Clever Uses of Relational (SQL) Databases to Store Your Wider Data (with Some Assistance from {dplyr} and {purrr})

: Postgres is a pretty powerful relational database system.

Last updated: 19 June 2021. The function described here is now db_lselect() in {stevemisc}. You can download this package on CRAN.

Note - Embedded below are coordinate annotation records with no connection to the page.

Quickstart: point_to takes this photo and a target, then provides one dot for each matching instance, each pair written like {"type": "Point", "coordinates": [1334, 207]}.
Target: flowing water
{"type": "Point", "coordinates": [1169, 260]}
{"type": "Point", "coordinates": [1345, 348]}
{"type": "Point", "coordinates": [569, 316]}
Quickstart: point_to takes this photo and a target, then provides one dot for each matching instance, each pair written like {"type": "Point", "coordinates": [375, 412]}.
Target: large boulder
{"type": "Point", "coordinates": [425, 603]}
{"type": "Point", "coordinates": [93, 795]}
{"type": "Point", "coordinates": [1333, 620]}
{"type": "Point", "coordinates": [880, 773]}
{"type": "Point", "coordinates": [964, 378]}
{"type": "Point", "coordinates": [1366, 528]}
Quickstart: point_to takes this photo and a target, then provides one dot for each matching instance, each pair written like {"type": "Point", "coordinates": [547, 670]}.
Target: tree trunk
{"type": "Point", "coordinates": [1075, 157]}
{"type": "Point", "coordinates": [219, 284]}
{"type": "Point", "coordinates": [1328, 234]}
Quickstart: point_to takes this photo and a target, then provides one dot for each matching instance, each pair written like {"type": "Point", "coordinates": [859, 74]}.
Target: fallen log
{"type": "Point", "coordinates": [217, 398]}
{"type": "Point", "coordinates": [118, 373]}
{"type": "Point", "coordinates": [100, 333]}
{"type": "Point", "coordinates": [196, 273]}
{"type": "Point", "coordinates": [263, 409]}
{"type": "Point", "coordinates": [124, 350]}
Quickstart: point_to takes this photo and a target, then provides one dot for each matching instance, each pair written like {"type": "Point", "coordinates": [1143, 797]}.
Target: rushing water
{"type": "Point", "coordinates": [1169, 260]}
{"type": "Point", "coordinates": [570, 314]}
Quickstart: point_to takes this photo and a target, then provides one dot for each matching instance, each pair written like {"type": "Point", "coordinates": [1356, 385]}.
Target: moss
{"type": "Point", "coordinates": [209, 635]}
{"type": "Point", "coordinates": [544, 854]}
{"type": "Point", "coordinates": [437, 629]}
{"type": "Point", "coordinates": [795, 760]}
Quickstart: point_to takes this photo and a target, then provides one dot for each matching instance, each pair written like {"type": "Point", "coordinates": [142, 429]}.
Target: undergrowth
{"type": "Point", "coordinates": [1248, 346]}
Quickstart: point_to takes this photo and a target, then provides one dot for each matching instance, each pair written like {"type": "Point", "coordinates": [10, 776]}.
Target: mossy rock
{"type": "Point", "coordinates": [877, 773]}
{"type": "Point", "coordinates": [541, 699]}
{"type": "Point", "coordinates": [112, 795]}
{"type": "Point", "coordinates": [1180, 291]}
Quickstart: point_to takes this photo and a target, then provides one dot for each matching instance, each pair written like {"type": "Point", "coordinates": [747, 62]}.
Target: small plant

For some time, I’ve wrestled with how to elegantly store two data sets I use a great deal in my own research or navel-gazing. The first is the General Social Survey (GSS) and the second is the World Values Survey (WVS). The GSS contains 32 survey waves, done roughly every two years, spanning 1972 and 2018 in the United States. The temporal reach of the data are broadly useful for tracking trends in public opinion over time, but different questions come and go at different points in time. The data as I have it are not particularly long (64,814 rows), but they are very wide (6,108 columns). The data are well-annotated with variable labels too, which compounds how tedious it is to load and explore. The WVS (v. 1-6) is similarly gnarly to load. The data contains surveys of roughly 100 countries in 28 different years spanning 1981 to 2009. The data are mercifully more standardized across countries and waves than the GSS, but, at 348,532 rows and 1,445 columns, they too are tedious to load and explore. To this point, my experiences have suggested to say nuts to the native formats of these data and save them as R serialized data frames or serialize them with the {qs} package.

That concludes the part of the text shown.